È cinese l’app di intelligenza artificiale che sta agitando (e non poco) i titoli del settore: si chiama DeepSeek e, a quanto pare, è già riuscita a superare i colossi d’America con uno sforzo economico molto più basso. L’impatto del suo lancio è stato immediato e praticamente devastante per i mercati finanziari globali: Nvidia, leader indiscusso nella produzione di microchip per applicazioni AI ha subito una pesante perdita di valore azionario.
Dopo l’avvio delle contrattazioni a Wall Street, il titolo ha registrato un crollo del 16,86%, corrispondente a una perdita di oltre 589 miliardi di dollari in capitalizzazione di mercato. Il Nasdaq, fortemente esposto ai titoli tecnologici, ha chiuso con un calo del 3,07%, mentre altre big tech come Broadcom, Arm e AMD hanno visto perdite simili. Questo sell-off è stato innescato dalla notizia che la startup cinese, poco conosciuta fino a poche settimane fa, è riuscita a lanciare un modello di intelligenza artificiale generativa estremamente performante e, soprattutto, molto economico.
Il nervosismo sui mercati è comprensibile, considerando che Nvidia ha costruito gran parte della sua recente crescita proprio sulle prospettive di un’espansione nel settore dell’intelligenza artificiale: le sue GPU avanzate, indispensabili per l’addestramento dei modelli AI di ultima generazione, rappresentano una componente chiave delle infrastrutture digitali utilizzate da aziende come OpenAI e Google.
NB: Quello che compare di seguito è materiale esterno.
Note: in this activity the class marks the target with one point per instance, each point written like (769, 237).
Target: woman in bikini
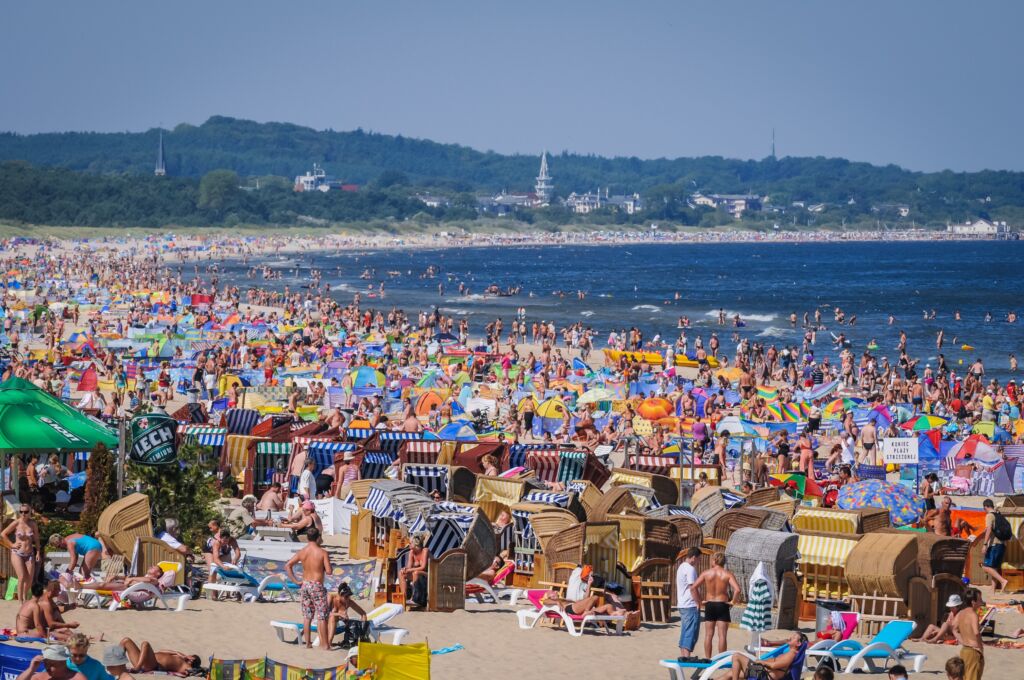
(25, 553)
Ora, arriva il problema: DeepSeek ha dimostrato che l’intelligenza artificiale di alto livello può essere sviluppata anche senza affidarsi a hardware estremamente costosi. La startup cinese ha infatti dichiarato di aver utilizzato una frazione delle GPU solitamente impiegate dalle big tech americane e di aver ridotto drasticamente i costi di training dei suoi modelli.
Ma facendo un passo indietro, cos’è e quando è nata DeepSeek? La startup è stata fondata nel 2023 da Liang Wenfeng, con il supporto dell’hedge fund cinese High-Flyer di Hangzhou. Il modello di punta dell’azienda, DeepSeek-R1, è stato rilasciato all’inizio del 2025 e ha rapidamente attirato l’attenzione per le sue capacità avanzate: è infatti in grado di risolvere problemi matematici complessi, generare codice e rispondere a domande con una precisione paragonabile ai migliori chatbot sul mercato.
Come abbiamo detto, però, il suo vero punto di forza sono i suoi costi ridotti: secondo le stime, il modello è stato sviluppato con un budget inferiore ai 6 milioni di dollari e utilizzando appena 2.000 GPU, rispetto alle 100.000 GPU tipicamente necessarie per addestrare modelli occidentali comparabili. Ma non è tutto qui, perché un altro aspetto che rende unica la startup cinese è la sua natura open source: chiunque può accedere al codice del modello e utilizzarlo gratuitamente, cosa che rappresenta un’altra sfida diretta ai modelli di business delle big tech americane, che spesso offrono le loro soluzioni AI attraverso costosi abbonamenti.
È tutto oro quello che luccica? Non proprio: anche se l’app ha rapidamente conquistato gli utenti globali, diventando la più scaricata sia in Cina che negli Stati Uniti, l’azienda dichiarato di aver subito attacchi informatici su larga scala e ha deciso di limitare temporaneamente la registrazione di nuovi utenti ai suoi servizi. Non cambia però il fatto che il suo successo sia un campanello d’allarme per i colossi americani e per l’industria dei semiconduttori nel suo complesso.
Nvidia, che fino a poche settimane fa era considerata il pilastro dell’ecosistema AI globale, si trova ora a dover rivedere le proprie strategie di crescita e l’industria tecnologica si trova davanti a un bivio: da un lato, l’innovazione della startup cinese potrebbe spingere i colossi americani a ridurre i costi e ottimizzare i loro processi, ma dall’altra si pongono interrogativi sulla sostenibilità dei modelli di business esistenti e sul futuro della leadership tecnologica occidentale.